How could seeing a counsellor help me?
Would seeing a counsellor help me? Probably, yes. And almost certainly at some point in your life.
Counselling is about change, and there are always things in our lives, feelings and relationships which we would like to be different for us. Seeing a counsellor can provide us with the space, time and security to talk about the stuff which might be affecting us. And talking in this way can help to facilitate the change which we want to make.
In that sense, counselling can be a liberating experience, enabling us to be freer of the past. By helping us to understand how our past experiences have shaped our current behaviour and feelings, counselling can put us in a better place to choose how we want to live our lives differently for the future.
Most often, clients start to see counsellors because a particular problem has occurred in the past. Talking to family and friends might not be doing the trick because they may be well-meaning, but they won’t be independent and impartial in the way a counsellor will be.
That problem is often about loss in some form or another: for example, divorce, redundancy, failing health, empty nest syndrome, or of course, actual bereavement. A weekly session with a counsellor gives us a safe place and an opportunity to look at the whole mix of feelings that losses of this sort can throw up for us before they tip us over into depression or anxiety.
Other clients can be brought to counselling with specific issues which they want to address. They might want to look at a pattern of failed relationships. They might be worried that, for some reason, their low self-confidence is holding them back from what they want to achieve in life.
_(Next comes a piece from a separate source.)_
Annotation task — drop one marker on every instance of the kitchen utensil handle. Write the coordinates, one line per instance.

Or the stress of work is getting too much to handle on their own.
Others find that their anger is getting in the way of forming happy relationships: exploring the pattern of anger in their lives by therapy with a counsellor can help to give them a better chance to handle angry feelings in a less destructive way.
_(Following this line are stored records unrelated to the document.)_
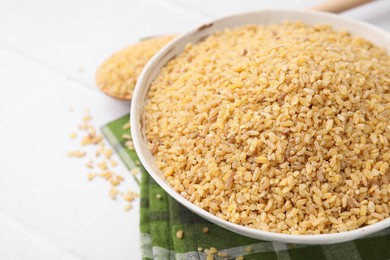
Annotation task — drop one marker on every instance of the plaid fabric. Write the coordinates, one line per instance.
(162, 218)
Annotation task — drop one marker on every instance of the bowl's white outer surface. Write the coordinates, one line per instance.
(265, 17)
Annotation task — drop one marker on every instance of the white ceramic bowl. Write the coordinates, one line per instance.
(265, 17)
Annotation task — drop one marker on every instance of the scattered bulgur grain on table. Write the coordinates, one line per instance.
(126, 126)
(210, 257)
(248, 249)
(76, 153)
(73, 135)
(128, 207)
(222, 254)
(213, 250)
(104, 171)
(179, 234)
(283, 128)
It can take courage to start counselling, to talk about difficult feelings to someone who starts off as a complete stranger. The early stages of counselling can throw up strong emotions, ones which we have consciously or unconsciously hidden behind our defences: drink or other addictions, repetitive patterns of behaviour, eating disorders, or just a stiff upper lip.
Counselling can’t offer a magic wand to wave away the issues which might be troubling us. But it can offer a chance to make changes in our lives, based on a better awareness of where we have come from and a better sense of our choices for the future.